Washington also ranks fourth in middle-income job growth, with employment in that category expanding at four times the national average over the past two years. The relatively higher salaries — and far better benefits — propel even modestly educated workers into middle incomes. The recession may have been brutal for the middle class, but not those who work for Uncle Sam.

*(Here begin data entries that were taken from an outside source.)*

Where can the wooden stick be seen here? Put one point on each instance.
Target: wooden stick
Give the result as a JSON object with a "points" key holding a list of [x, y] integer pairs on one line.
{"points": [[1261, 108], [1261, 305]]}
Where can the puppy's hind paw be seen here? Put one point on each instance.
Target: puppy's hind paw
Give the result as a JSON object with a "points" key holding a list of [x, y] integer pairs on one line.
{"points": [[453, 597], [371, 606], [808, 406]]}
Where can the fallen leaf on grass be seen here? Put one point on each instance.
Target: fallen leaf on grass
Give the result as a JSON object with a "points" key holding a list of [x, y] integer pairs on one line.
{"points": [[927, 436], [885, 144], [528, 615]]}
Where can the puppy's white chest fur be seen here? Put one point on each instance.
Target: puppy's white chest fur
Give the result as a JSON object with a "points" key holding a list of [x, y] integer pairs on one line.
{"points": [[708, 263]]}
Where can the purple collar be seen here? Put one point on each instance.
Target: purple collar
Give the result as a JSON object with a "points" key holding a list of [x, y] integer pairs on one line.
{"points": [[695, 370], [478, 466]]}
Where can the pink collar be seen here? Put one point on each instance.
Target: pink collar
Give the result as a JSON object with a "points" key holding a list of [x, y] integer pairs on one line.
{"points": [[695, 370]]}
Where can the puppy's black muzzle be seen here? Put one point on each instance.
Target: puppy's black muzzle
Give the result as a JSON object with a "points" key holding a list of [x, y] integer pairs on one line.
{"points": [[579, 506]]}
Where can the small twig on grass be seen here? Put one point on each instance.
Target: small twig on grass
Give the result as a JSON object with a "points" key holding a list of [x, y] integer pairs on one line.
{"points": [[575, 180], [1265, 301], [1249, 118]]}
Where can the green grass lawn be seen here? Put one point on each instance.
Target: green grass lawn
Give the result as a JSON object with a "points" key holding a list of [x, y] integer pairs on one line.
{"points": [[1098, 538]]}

Not surprisingly, according to Gallup, Washingtonians are the most optimistic in the country about the improvements in the economy. …

 

LA Times reports on monster container ship that docked at Long Beach.

The largest cargo container ship to ever dock in the Americas made a fog-shrouded first voyage into the Port of Long Beach on Friday morning, sending a message to competitors that Southern California can handle the giant vessels most others can’t welcome for at least two more years.

Out by the breakwater, it looked as though a man-made island had sprung up overnight, but the dark shape was a vessel called the Fabiola, gliding very slowly toward port.

The Fabiola is one of a new generation of vessels that can carry 11,000 or more containers, favored by ocean cargo lines because packing more freight boxes onto each ship lowers costs.

“She’s way beyond our previous record for size,” said Dick McKenna, executive director of the Marine Exchange of Southern California, which logs the arrival and departure of all ships calling at the ports of Los Angeles and Long Beach, the nation’s largest seaport complex. “This is quite a significant jump for us.”

The Fabiola, owned by Geneva-based Mediterranean Shipping Co., can carry 12,500 containers. The ship is just 30 feet shorter than the Empire State Building is tall, as wide as a 10-lane freeway and big enough to carry the contents of eight 1-million-square-foot warehouses.